As Chabad centers across the globe ready themselves for the joyous holiday of Purim, which begins tonight at sundown, a new concept in celebrating the holiday is preparing to “take Purim to a whole new place”, says Leah Shemtov, director of programming at Chabad of Stamford, Connecticut. She means it literally. Chabad of Stamford, like a growing number of Chabad centers, celebrated Purim in recent years with a grand party themed around a unique destination. Previous Purims have been celebrated in Stamford with a Chinese Purim Party, Purim in the Shtetl, a Persian Purim and various other creative ways of spending the holiday. This year, for Stamford and dozens of Chabad centers in the US, Canada, Europe and South America, the obvious holiday destination was Israel.
“It’s on our minds,” says Diane Sloyer, co-chair, with her husband Eliot, of Chabad of Stamford’s “Purim Jerusalem” event, scheduled for tonight at the Stamford JCC. “A Purim party focused on the Holy Land is the perfect way to combine a holiday celebration with a tangible way to express support for Israel during this difficult time.”
“Purim Jerusalem” will feature Israeli singer Yoel Sharabi, a re-created Israeli “Shuk” with a spread of Israeli food, and opportunities to support families of terror victims in Israel by sending them letters, pledging to “do a Mitzvah for Israel” and financially supporting Jewish communities in Hebron and elsewhere desperately in need of funds, says Leah Shemtov.
“Aside for a great time, we want to give participants something very practical they can do to help the situation in Israel,” she says.
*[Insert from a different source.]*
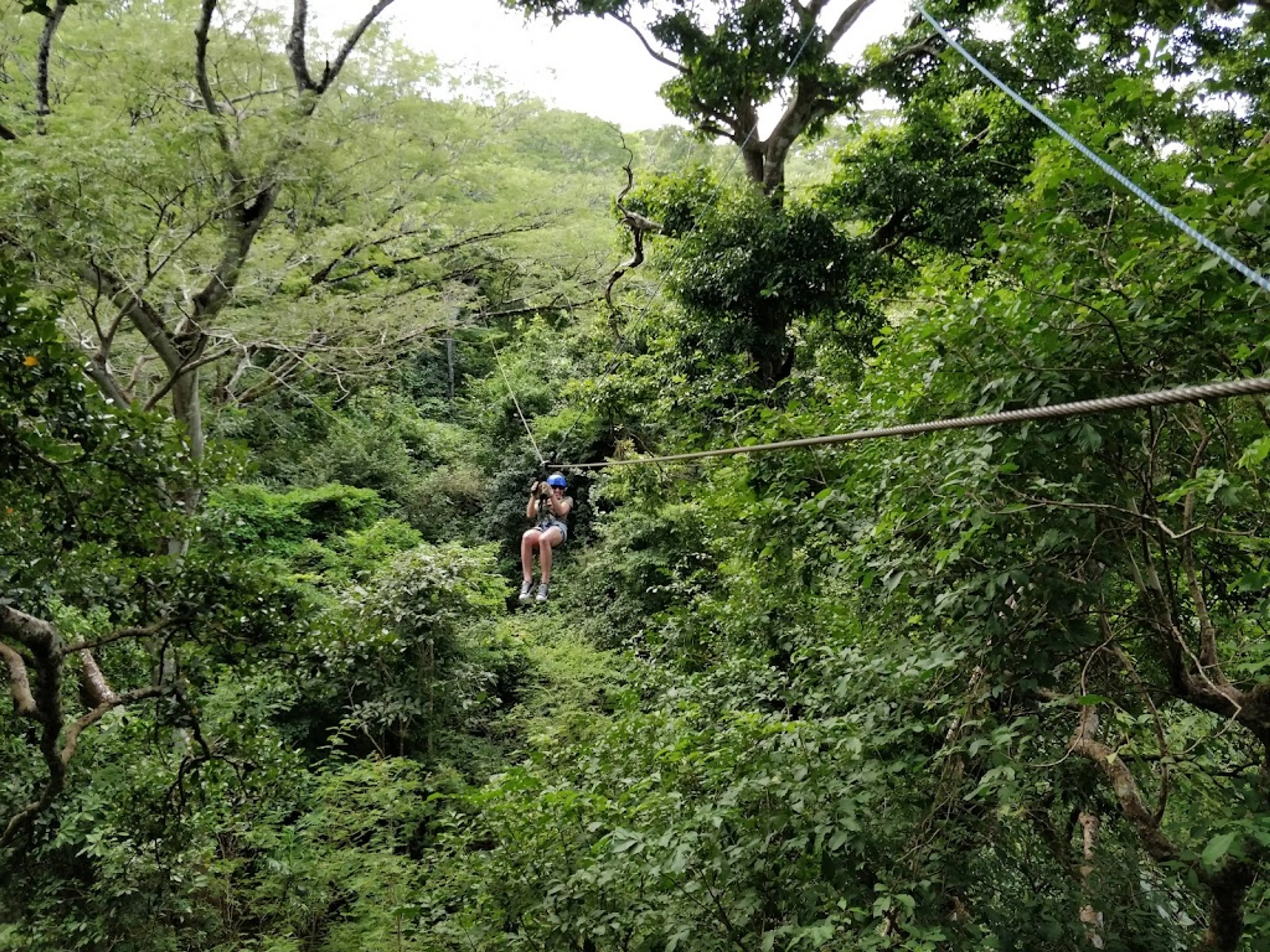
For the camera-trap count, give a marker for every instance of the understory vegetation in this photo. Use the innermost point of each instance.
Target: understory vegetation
(284, 348)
Records of good deeds undertaken in merit of the Holy Land will be written on paper bricks that will then be posted on a mural designed to resemble the Western Wall at Chabad of Stamford’s headquarters. “We’re hoping this will snowball into something much bigger,” says Rabbi Yisroel Deren, executive director of Chabad of Stamford.
In Montevideo, Uruguay, Chabad shluchim Rabbi Eliezer and Rochel Shemtov took enthusiastically to the same idea. Montevideo’s “Purim Israel” will feature various activity stations themed on aspects of Israeli culture, a live web-cam hookup with an Israeli family struck by terror, where participants at the party can offer holiday wishes in real-time, Israeli food and music, pony rides for the kids (“The original plan was camel rides,” Mrs. Rochie Shemtov admits, “but there aren’t any in the country”), and the standard Purim spirit found in thousands of Chabad Purim celebrations across the world.
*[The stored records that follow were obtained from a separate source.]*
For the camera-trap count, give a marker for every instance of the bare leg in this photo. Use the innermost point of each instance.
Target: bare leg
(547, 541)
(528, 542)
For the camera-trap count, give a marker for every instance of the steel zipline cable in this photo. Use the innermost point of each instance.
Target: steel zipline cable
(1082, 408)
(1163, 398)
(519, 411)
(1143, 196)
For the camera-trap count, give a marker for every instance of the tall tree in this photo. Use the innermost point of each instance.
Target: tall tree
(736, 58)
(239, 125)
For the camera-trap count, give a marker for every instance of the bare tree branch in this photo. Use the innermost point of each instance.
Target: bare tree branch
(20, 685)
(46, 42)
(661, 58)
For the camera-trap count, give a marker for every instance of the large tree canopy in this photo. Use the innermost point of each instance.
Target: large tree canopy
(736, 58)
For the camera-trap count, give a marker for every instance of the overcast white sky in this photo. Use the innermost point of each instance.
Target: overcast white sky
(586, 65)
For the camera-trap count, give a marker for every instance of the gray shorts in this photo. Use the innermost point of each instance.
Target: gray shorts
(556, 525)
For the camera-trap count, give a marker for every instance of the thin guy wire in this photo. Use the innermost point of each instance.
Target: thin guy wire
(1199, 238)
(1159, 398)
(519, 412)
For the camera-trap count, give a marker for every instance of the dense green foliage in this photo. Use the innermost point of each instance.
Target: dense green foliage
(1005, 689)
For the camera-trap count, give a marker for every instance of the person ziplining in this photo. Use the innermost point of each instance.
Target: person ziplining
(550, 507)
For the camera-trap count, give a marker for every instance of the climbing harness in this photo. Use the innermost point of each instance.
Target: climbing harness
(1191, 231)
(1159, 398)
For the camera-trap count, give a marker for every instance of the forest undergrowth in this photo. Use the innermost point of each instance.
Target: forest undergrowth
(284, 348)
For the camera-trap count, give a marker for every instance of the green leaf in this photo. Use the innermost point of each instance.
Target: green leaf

In White Rock, British Columbia, a suburban community minutes from the U.S. border, close to 100 people are expected at a Purim celebration with the same theme, says Mrs. Simi Schtroks, co-director, with her husband Rabbi Falik Schtroks, of the Center for Judaism. “Simulating an Israeli Purim experience highlights the situation in Israel and expresses our solidarity with our brothers and sisters there,” she says. A full Israeli experience at White Rock’s “Purim Jerusalem” will include Israeli videos, an opportunity to write notes which will be hand delivered to the Western Wall, orange juice making at the “Jaffa” station, sand art at the “Negev” station, and a variety of activities for the entire family.